I had done my engineering. His sisters, who hadn’t even finished 10th standard, began poisoning his mind “She’s from a big family.” “She’s educated.” “She won’t suit our lifestyle.” I felt maybe they were feeling inferior compared to me, and hence they were doing this. I ignored it too. I thought they would know me properly if they started to live with me, because all they had assumed about me was wrong and that’s not who I am. Even after 6 to 7 years together, suddenly I was “not good enough” for them. Misunderstandings started. Fights started.
I still stayed. I still tried. Then he came home to ask for my hand in marriage in March 2024. My family accepted him. But just a few days later he broke up with me. He said his family wouldn’t contribute anything to the wedding. He gave reasons. Excuses. And he walked away after 8 years in the relationship. I begged him. I cried. I agreed to every condition he and his family gave even things I knew I couldn’t survive because I just wanted him. He came back. But things were never the same.
His family even knowing we were physically involved for 7+ years began searching for other proposals for him. His sisters emotionally blackmailed him “If you marry her, we won’t come to your house or wedding.” He started ignoring me. Stopped giving me time. Stopped giving me love. One day, I found out he planned to vacate the house I built without telling me. We fought. It turned physical. He slapped me across my face. The man I loved more than myself… hit me. He gave me names, he gave me titles, he verbally abused me.
I walked out of the place and I ended it because this is not what I wanted. This is not the life I wanted from him. In these 9 years, all I asked him for was his love, his career, his time. After a few years into the relationship, I saw myself begging for his love, his career, his time which made me feel very low. In 9 years, I never asked for a gift. A dress. A chocolate. All I asked for was his time, his care, his love. I gave him nearly 30 lakhs. I sold my gold. I lost my self-worth, my time, my 20s. And now, even after the breakup he still uses everything I gave the bike, the PC, the house, the life I built for us.
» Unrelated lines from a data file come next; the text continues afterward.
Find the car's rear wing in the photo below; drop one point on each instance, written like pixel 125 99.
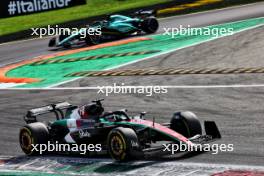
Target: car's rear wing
pixel 57 109
pixel 145 13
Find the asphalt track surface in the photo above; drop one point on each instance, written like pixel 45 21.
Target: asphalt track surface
pixel 237 111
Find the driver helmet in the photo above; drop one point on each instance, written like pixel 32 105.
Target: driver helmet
pixel 92 110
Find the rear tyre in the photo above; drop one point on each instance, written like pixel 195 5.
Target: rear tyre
pixel 150 25
pixel 186 123
pixel 121 143
pixel 52 42
pixel 32 134
pixel 93 39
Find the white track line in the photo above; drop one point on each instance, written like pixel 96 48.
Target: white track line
pixel 165 86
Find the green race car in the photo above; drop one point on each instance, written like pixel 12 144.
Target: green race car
pixel 113 28
pixel 123 137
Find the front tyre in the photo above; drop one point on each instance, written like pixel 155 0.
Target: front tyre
pixel 121 143
pixel 150 25
pixel 186 123
pixel 32 134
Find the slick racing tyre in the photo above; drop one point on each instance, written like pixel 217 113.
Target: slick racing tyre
pixel 32 134
pixel 121 143
pixel 93 39
pixel 150 25
pixel 186 123
pixel 52 42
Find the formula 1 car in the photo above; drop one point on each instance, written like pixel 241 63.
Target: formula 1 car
pixel 113 28
pixel 121 136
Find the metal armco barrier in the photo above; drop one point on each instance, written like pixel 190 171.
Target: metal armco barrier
pixel 166 71
pixel 9 8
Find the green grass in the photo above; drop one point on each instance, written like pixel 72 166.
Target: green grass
pixel 92 8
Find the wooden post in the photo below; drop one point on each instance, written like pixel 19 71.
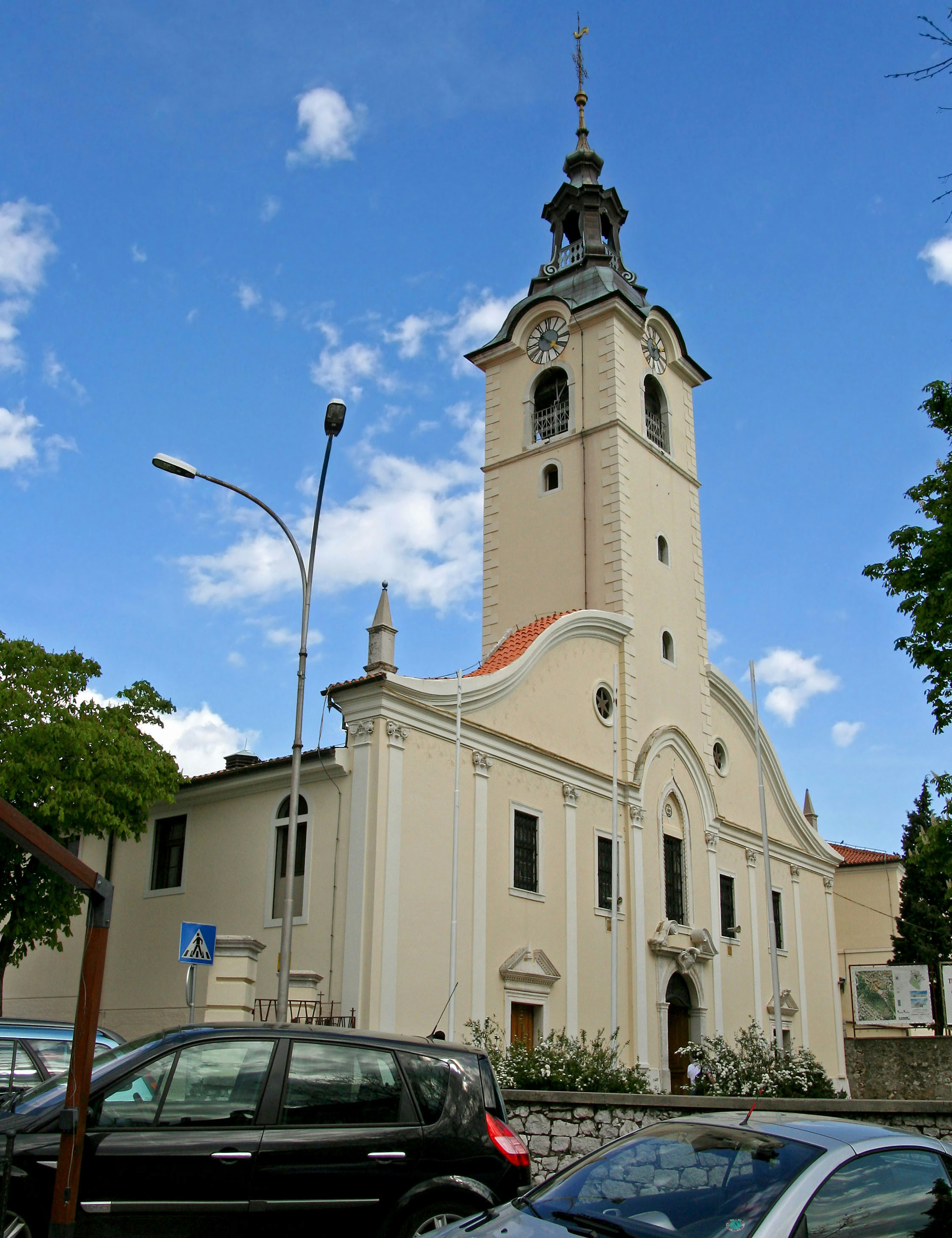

He moved on. I didn’t. Because we weren’t just boyfriend and girlfriend. We were husband and wife in every way we weren’t married. But And now, I don’t believe in love. I don’t believe in marriage. I will live with his memories because I don’t know how to move on from something I gave everything to.
My advice to every girl out there:
Never fall in love blindly. Check his background, know his family, their values. And please never give your body before marriage. Because if it ends you don’t just lose him. You lose yourself.